OLMo’s efforts to progress research into language models would not be complete without its counterpart Dolma, an English corpus containing three trillion tokens from web content to scientific papers to public-domain books.
While there has been progress toward making model parameters more accessible, pretraining datasets, which are fundamental to developing capable language models, are not as open and available. The researchers built and released OLMo’s pretraining dataset “Dolma: an Open Corpus of Three Trillion Tokens for Language Model Pretraining Research” to help facilitate open research into language models — and earned Best Resource Paper at ACL in the process.

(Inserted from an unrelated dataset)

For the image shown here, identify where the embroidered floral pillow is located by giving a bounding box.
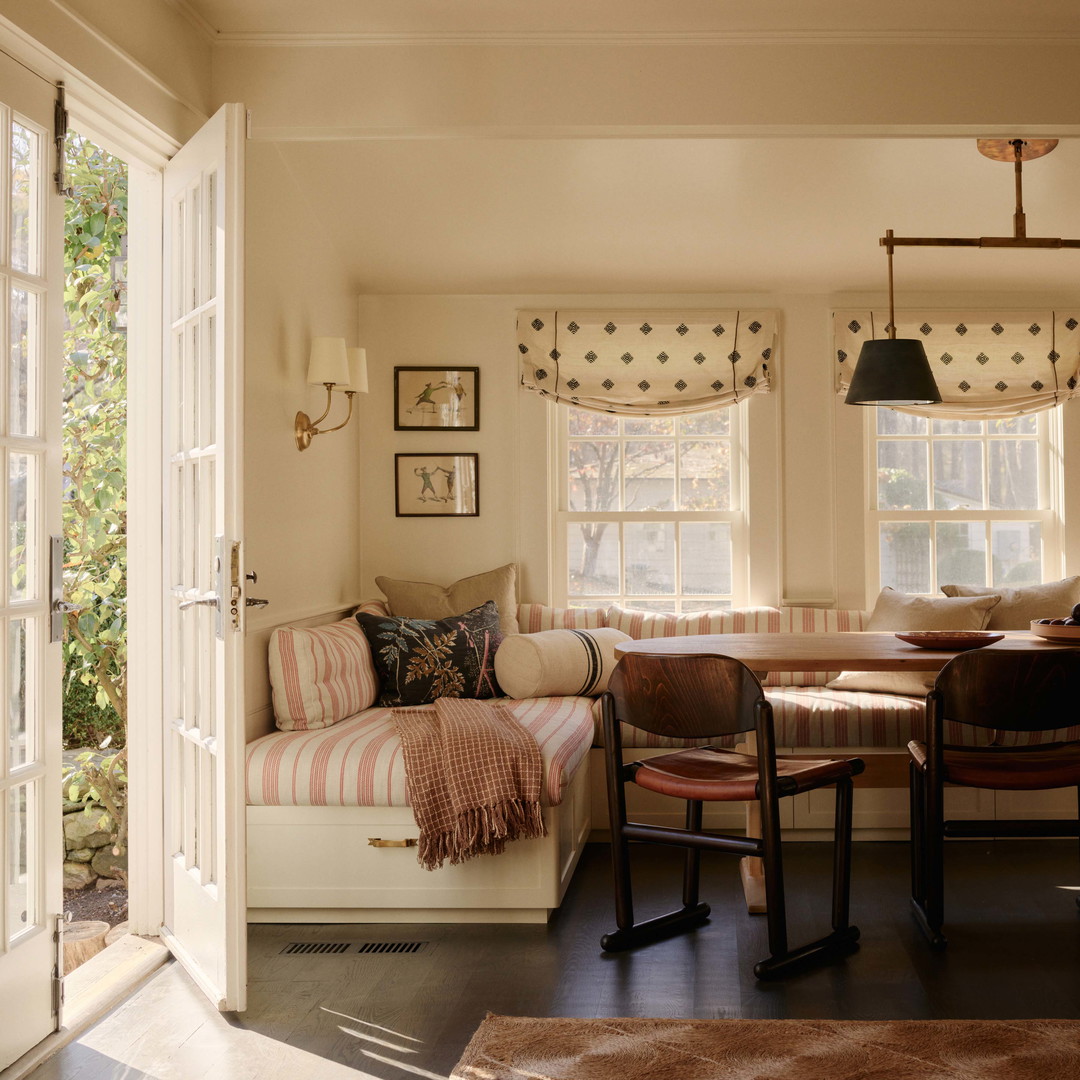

“Even among open models, there are differences in what researchers can work with. With OLMo, we wanted a competitive, strong model whose data was also fully available for inspection,” said Smith. “Dolma is the dataset used to pretrain OLMo. It is extensively documented, and the paper includes analyses and discussion of lessons learned through data curation. We also released open-source data curation tools to enable reproduction and improvement of our work.”
Like with OLMo, this is just the beginning for Dolma. The researchers continue to make advancements as part of follow-on releases that, for example, yield significant performance improvements on downstream tasks.
Additional authors on the Dolma paper include Zettlemoyer, Ravichander, Jha, Elazar, Magnusson, Morrison, Soldaini, Kinney, Bhagia, Schwenk, Atkinson, Authur, Chandu, Dumas, Lambert, Muennighoff, Naik, Nam, Peters, Richardson, Strubell, Subramani, Tafjord, Walsh, Beltagy, Groeneveld and Dodge along with Russell Authur, Ben Bogin, Valentin Hofmann and Xinxi Lyu of AI2; University of California, Berkeley Ph.D. student Li Lucy; Carnegie Mellon University Ph.D. student Aakanksha Naik; and MIT Ph.D. student Zejiang Shen.